Nur so als kleine Idee.

Ist ein älteres Projekt... man sollte den Code natürlich nicht in Denglisch haben, sollte nur ein Beispiel sein, wie man eine Methode dazu schreiben kann ;-)

Hoffe mal, das hat seine Richtigkeit ^^


----------



## SlaterB (3. Apr 2009)

ich habe auch im GridBagLayout in einer neue BasisKlasse die von JPanel erbt und dann Methoden zur Verfügung stellt wie
addFillLine(y,JComponent);
addEast(x,y,String); // erstellt automatisch ein JLabel

da kann man wirklich eine Menge Code sparen,
aber das spricht nicht gegen andere Layouts wie TableLayout,

man muss immer schauen, ob man nicht selber gerade die Möglichkeiten des anderen Layouts nachbaut


----------



## icarus2 (3. Apr 2009)

Nur kurz zu deiner eigenen Klasse Slater...

du leitest dann deine Klasse, die du für das Programm hast von deiner eigenen Klasse ab.

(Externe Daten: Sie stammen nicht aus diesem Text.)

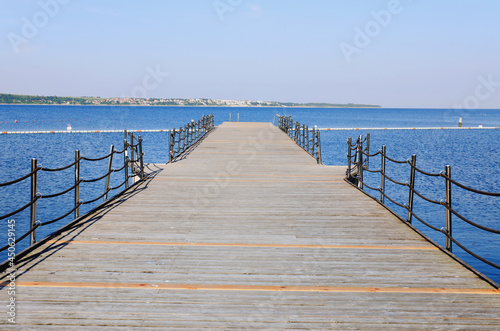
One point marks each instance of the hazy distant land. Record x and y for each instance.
(14, 99)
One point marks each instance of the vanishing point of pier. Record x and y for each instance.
(246, 231)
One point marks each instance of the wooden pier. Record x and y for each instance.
(246, 231)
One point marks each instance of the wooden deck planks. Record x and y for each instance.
(248, 232)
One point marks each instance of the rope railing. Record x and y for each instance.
(308, 139)
(135, 163)
(180, 140)
(357, 164)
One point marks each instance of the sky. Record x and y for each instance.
(393, 53)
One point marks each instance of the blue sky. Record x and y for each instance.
(395, 53)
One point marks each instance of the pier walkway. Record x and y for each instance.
(247, 231)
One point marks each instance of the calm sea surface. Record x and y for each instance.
(474, 156)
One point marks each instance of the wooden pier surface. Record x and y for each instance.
(247, 232)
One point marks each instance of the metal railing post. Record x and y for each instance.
(367, 150)
(360, 165)
(349, 157)
(382, 175)
(142, 157)
(318, 148)
(34, 178)
(449, 231)
(313, 142)
(169, 146)
(132, 170)
(179, 141)
(125, 161)
(411, 188)
(108, 177)
(77, 184)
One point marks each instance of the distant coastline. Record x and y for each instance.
(15, 99)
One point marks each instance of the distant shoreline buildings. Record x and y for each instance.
(13, 99)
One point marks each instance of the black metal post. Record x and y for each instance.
(110, 167)
(449, 232)
(411, 188)
(382, 175)
(77, 184)
(34, 170)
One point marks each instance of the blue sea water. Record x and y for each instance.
(474, 156)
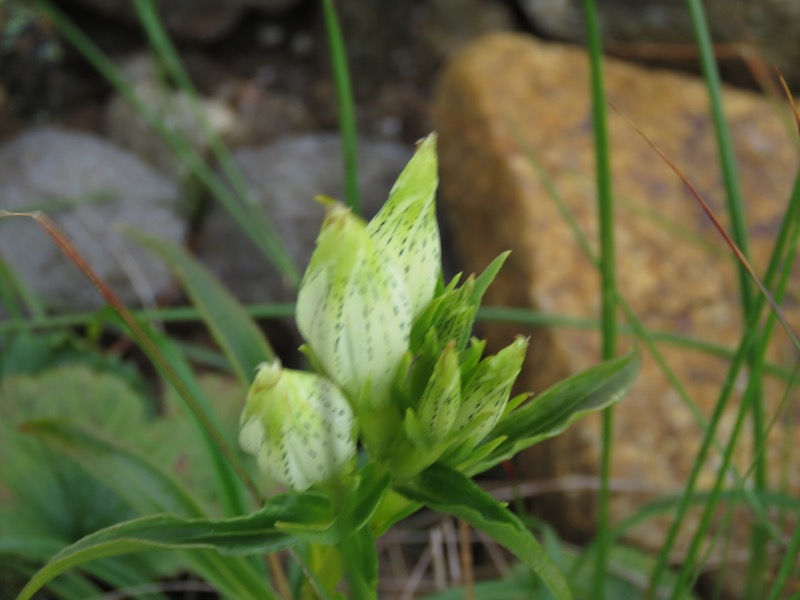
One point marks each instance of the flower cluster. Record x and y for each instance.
(396, 366)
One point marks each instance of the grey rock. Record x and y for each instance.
(180, 113)
(91, 189)
(285, 176)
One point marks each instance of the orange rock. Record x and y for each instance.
(508, 102)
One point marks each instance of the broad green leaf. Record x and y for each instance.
(258, 533)
(62, 500)
(33, 550)
(551, 412)
(453, 493)
(232, 327)
(145, 487)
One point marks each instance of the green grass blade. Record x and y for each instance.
(750, 338)
(234, 330)
(344, 99)
(608, 306)
(257, 533)
(788, 564)
(180, 375)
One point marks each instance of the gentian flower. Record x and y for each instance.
(299, 426)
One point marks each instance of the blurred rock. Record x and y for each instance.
(91, 189)
(769, 28)
(507, 103)
(125, 125)
(285, 176)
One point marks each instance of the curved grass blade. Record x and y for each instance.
(344, 100)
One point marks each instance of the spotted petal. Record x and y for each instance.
(353, 308)
(299, 425)
(406, 229)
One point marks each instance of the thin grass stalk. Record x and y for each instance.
(747, 343)
(605, 204)
(753, 576)
(787, 565)
(725, 146)
(663, 506)
(160, 41)
(345, 104)
(635, 325)
(739, 233)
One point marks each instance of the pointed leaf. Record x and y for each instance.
(552, 411)
(450, 492)
(257, 533)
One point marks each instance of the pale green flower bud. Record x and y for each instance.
(440, 401)
(406, 229)
(353, 308)
(487, 391)
(299, 425)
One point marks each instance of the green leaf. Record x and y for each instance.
(453, 493)
(551, 412)
(61, 500)
(232, 327)
(257, 533)
(113, 573)
(145, 487)
(361, 558)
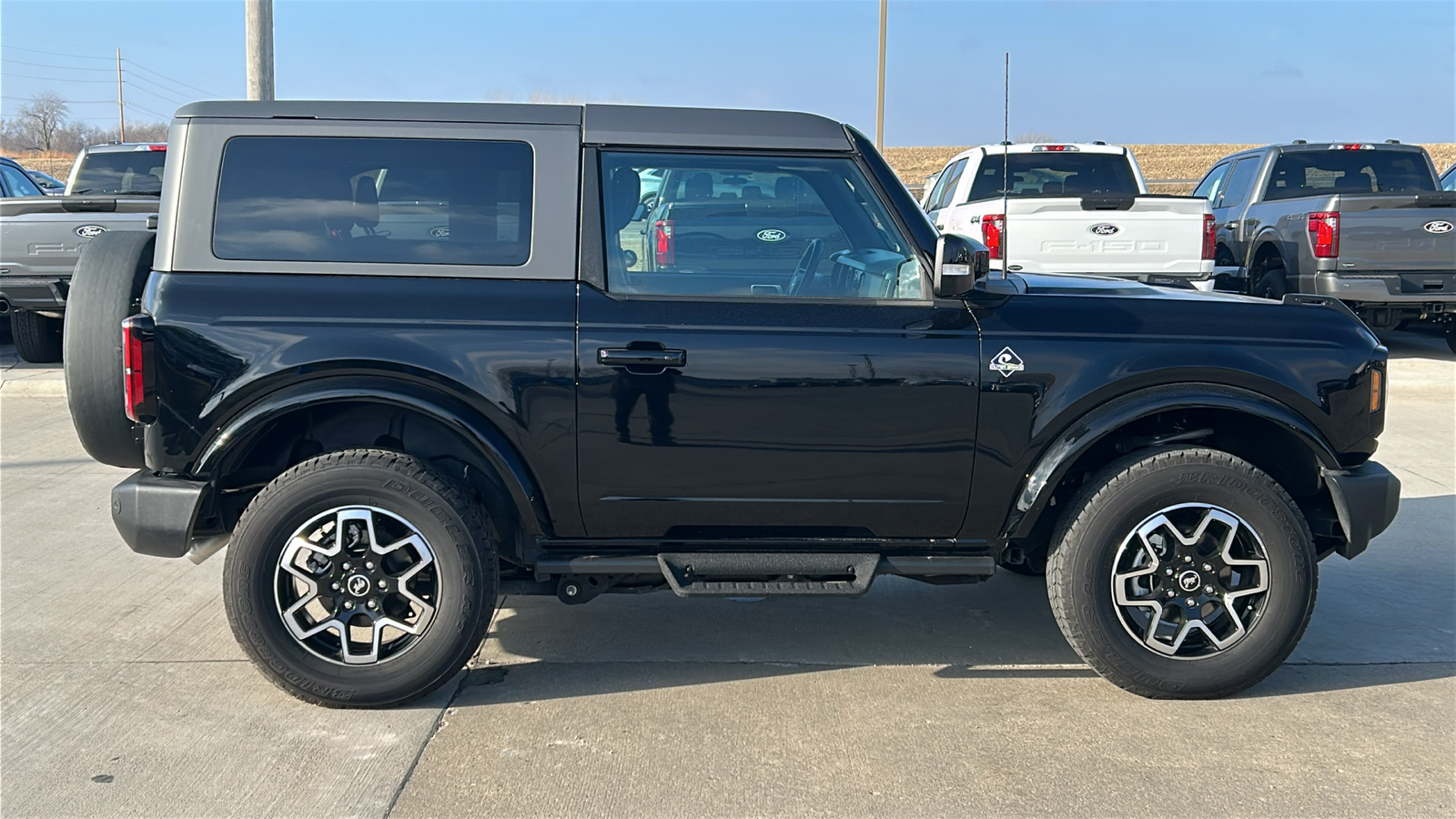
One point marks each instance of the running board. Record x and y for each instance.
(757, 574)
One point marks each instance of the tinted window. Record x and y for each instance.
(750, 227)
(1056, 174)
(18, 184)
(121, 172)
(375, 200)
(1212, 184)
(1241, 181)
(1314, 172)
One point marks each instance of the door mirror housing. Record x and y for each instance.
(958, 264)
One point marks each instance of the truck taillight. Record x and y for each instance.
(136, 343)
(666, 248)
(1324, 234)
(994, 230)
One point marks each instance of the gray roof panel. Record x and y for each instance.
(711, 127)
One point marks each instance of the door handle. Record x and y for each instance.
(619, 358)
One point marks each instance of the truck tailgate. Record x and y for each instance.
(1398, 232)
(1140, 237)
(48, 244)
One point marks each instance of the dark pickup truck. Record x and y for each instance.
(389, 428)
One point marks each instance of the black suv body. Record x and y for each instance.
(501, 398)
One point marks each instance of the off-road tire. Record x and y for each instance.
(1079, 570)
(449, 519)
(106, 288)
(36, 337)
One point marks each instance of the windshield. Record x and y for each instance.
(121, 172)
(1056, 174)
(1314, 172)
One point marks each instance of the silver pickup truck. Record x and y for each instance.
(1361, 222)
(113, 187)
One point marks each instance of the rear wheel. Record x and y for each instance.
(1183, 574)
(36, 337)
(360, 579)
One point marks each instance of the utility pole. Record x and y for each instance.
(259, 48)
(880, 102)
(121, 104)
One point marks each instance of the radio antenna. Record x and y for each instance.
(1005, 165)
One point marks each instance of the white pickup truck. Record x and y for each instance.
(1074, 208)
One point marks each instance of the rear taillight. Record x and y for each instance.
(666, 249)
(1324, 234)
(136, 346)
(994, 230)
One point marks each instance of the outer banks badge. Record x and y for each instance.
(1008, 361)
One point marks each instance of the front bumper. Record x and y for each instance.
(1366, 500)
(31, 293)
(157, 516)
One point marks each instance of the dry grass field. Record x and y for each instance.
(1158, 160)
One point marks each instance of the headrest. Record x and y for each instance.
(623, 188)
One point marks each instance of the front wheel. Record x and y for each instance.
(1186, 573)
(360, 579)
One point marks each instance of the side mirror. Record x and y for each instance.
(958, 263)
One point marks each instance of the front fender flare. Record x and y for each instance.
(453, 413)
(1057, 458)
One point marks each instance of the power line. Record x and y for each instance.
(135, 65)
(48, 66)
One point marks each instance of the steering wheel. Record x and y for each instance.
(808, 263)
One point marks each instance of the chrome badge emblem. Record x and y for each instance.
(1008, 361)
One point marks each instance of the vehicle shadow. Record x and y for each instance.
(1002, 629)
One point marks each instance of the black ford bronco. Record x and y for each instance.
(398, 359)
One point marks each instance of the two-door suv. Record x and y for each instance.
(402, 359)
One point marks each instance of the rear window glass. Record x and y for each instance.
(375, 200)
(1055, 174)
(126, 172)
(1314, 172)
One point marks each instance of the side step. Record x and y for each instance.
(727, 574)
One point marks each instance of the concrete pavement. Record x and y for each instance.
(123, 693)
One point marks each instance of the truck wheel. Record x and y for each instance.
(360, 579)
(1271, 285)
(1186, 574)
(36, 337)
(106, 288)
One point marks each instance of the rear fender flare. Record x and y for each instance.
(1084, 433)
(453, 413)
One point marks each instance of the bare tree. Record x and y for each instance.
(46, 116)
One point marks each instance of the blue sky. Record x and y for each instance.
(1130, 72)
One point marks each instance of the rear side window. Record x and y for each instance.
(375, 200)
(121, 172)
(1314, 172)
(1055, 174)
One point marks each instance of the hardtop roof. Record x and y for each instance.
(602, 124)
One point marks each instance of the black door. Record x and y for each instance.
(721, 394)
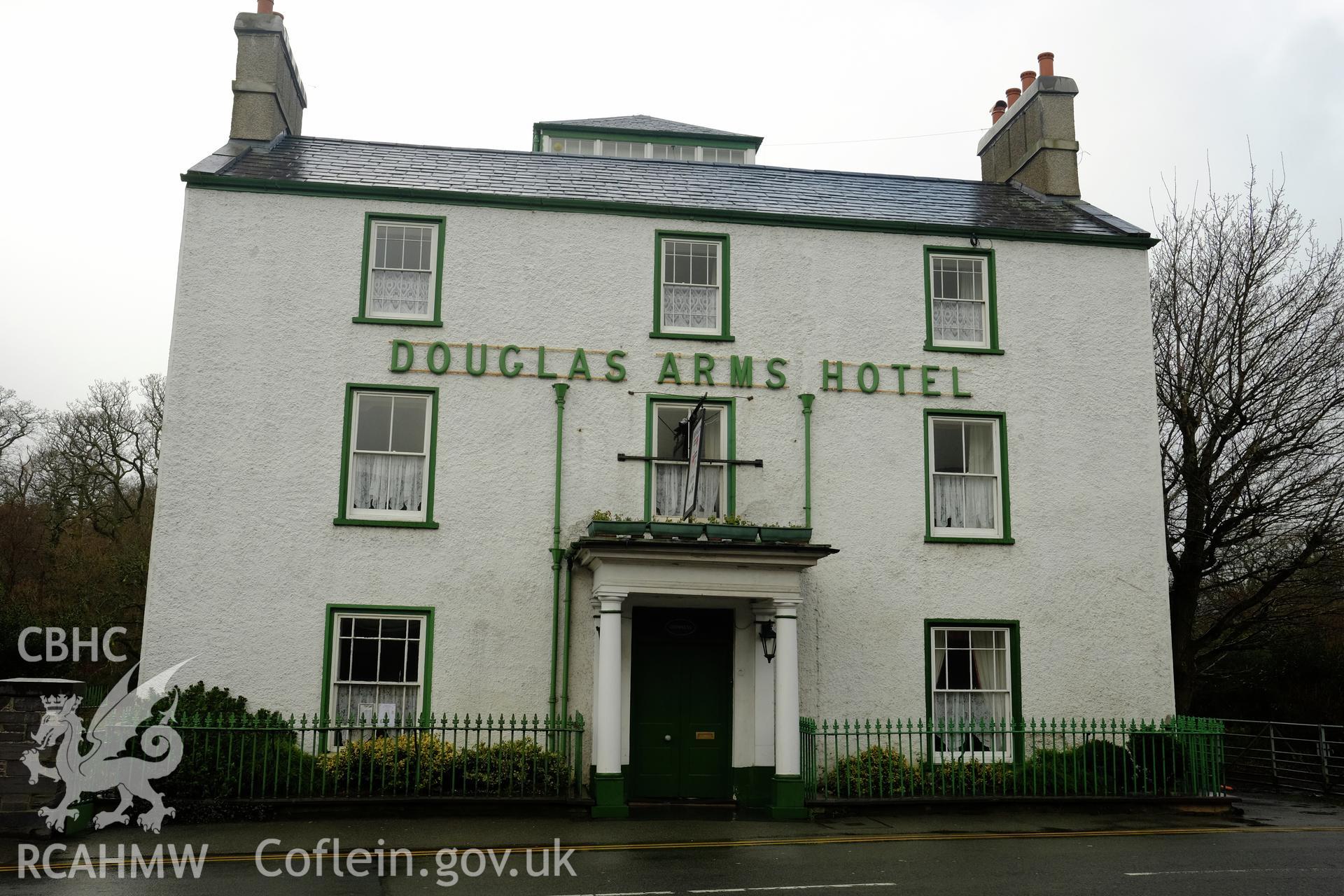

Da diese (deine selber zuvor erstellte Klasse) von JPanel erbt steht dann in deinem Projekt trotzdem alles von JPanel zur Verfügung oder?

Ist natürlich ne schicke sache ne eigene Klasse, hab ich mich bis jetzt noch nicht rangetraut ;-)


----------



## Zaphi67 (3. Apr 2009)

SlaterB hat gesagt.:


> nicht drauf hören,
> bei Layouts heißt das
> terms.setPreferredSize(new Dimension(450, 200));


Ich hab mich dafüretschieden.Da funzt super.
Danke.
Vieleicht hat noch jemand nen Tip wie ich die CheckBox linksbündig unter die TextArea bekomme und den OkButton rechtsbündig. Ich meine ohne viel Tamtam. Wenns nicht anders geht dannmach ich mir nen Panel mit BorderLayout.Geht aber bestimmt auch einfacher.


----------



## SlaterB (3. Apr 2009)

> steht dann in deinem Projekt trotzdem alles von JPanel zur Verfügung oder?

so ist das bei Vererbung

-------

@Zaphi67
ohne GridBagLayout bzw. äquivalentes fällt mir dazu nix ein, du willst ja sicher nicht hier auch Breite angeben
(CheckBox 250, Button 200 bzw. CheckBox 50, 350 leer, Button 50), das wäre dann ja fast schon setBounds


----------



## icarus2 (3. Apr 2009)

Gut, hab ich mir gedacht... wollte jedoch nur sicher sein ;-)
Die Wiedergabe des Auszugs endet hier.